David Boies, a lawyer for the couples behind the lawsuit, said any attempt by opponents to delay gay marriage would be futile because of the ruling involving California and another Supreme Court ruling on Wednesday that invalidated the Defense of Marriage Act, the federal law that prevents the U.S. government from granting marriage benefits to gay couples.

“The court agreed with us, and agreed with the district court, that the proponents did not have any interest, did not suffer any harm from marriage equality,” Boles said. “So that decision, particularly in combination with the DOMA decision, means it’s quite clear we are going to have marriage equality in all 50 states.”

The battle over same-sex marriage in California has been in overdrive since 2004, when the then-mayor of San Francisco, Gavin Newsom, ordered city clerks to issue marriage licenses to gay couples.

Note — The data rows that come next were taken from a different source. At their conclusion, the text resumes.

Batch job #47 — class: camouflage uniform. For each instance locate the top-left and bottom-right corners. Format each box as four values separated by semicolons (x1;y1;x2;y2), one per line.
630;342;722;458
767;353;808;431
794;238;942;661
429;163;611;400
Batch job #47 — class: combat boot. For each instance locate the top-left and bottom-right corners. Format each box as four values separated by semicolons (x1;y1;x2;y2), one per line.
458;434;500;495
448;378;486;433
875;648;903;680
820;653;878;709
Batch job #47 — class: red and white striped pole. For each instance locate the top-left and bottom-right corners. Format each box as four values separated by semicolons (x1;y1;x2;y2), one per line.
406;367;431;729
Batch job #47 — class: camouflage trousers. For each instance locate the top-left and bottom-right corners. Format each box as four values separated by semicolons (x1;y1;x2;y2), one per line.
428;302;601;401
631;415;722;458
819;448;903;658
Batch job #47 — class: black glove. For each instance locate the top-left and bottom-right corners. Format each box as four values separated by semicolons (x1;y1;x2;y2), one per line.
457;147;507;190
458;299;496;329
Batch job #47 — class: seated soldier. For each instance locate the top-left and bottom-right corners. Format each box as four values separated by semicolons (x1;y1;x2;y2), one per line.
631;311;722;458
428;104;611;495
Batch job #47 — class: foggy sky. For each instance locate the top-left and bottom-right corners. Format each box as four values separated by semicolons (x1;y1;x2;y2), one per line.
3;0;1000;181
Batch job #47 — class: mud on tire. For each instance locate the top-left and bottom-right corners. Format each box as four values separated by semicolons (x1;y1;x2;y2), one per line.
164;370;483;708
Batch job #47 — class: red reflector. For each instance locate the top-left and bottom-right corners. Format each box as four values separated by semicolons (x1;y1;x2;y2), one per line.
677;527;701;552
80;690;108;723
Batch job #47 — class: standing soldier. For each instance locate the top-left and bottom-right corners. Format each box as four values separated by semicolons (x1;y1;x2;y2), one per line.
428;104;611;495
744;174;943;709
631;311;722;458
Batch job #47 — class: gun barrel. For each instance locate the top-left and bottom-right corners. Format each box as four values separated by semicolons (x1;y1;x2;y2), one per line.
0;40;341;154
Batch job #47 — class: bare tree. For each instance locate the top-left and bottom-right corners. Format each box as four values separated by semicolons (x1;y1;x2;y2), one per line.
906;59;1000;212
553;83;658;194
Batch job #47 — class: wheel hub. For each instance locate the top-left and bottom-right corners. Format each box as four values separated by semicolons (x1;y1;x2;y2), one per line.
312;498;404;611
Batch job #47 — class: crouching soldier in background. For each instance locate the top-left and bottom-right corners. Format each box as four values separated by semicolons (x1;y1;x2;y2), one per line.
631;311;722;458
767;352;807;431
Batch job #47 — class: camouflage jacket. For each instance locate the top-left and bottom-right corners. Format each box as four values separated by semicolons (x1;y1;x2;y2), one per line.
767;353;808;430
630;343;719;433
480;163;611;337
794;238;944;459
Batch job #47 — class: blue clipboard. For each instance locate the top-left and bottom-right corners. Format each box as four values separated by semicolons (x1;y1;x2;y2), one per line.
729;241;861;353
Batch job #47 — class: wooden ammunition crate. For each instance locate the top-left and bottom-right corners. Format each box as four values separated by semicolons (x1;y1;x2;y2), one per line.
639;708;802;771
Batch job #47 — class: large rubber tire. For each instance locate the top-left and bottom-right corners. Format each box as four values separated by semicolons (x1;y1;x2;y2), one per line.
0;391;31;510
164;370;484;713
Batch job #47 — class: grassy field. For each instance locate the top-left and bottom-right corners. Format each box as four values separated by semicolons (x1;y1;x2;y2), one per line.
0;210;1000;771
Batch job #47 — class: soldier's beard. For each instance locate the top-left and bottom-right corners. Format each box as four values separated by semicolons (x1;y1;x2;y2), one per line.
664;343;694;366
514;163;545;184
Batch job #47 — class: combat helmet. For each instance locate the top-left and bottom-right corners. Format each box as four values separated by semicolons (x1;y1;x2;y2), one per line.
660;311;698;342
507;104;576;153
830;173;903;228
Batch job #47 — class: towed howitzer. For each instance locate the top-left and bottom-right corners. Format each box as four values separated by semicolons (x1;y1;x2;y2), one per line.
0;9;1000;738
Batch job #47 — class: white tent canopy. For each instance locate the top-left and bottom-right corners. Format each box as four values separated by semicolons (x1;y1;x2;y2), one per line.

Lawsuits that resulted from his decision prompted the California Supreme Court to overturn the state’s man-woman marriage laws in 2008, making California the second state after Massachusetts to legalize gay marriage.

In anticipation, opponents of same-sex marriage qualified a proposed constitutional amendment for the ballot banning same-sex marriage. Proposition 8 passed with 52 percent of the vote in November 2008.

The Williams Institute, a think tank at UCLA, estimates that 18,000 couples got married in California in the four-and-a-half months that gay marriage was legal.

As hundreds of people gathered at San Francisco City Hall to applaud the Supreme Court ruling, City Attorney Dennis Herrera recalled how many fellow Democrats had criticized the action by him and Newsom as “too fast, too soon, too much.”

“Well heck, now we have 12 states and the District of Columbia that have marriage equality, and now California will have it restored once again,” he said.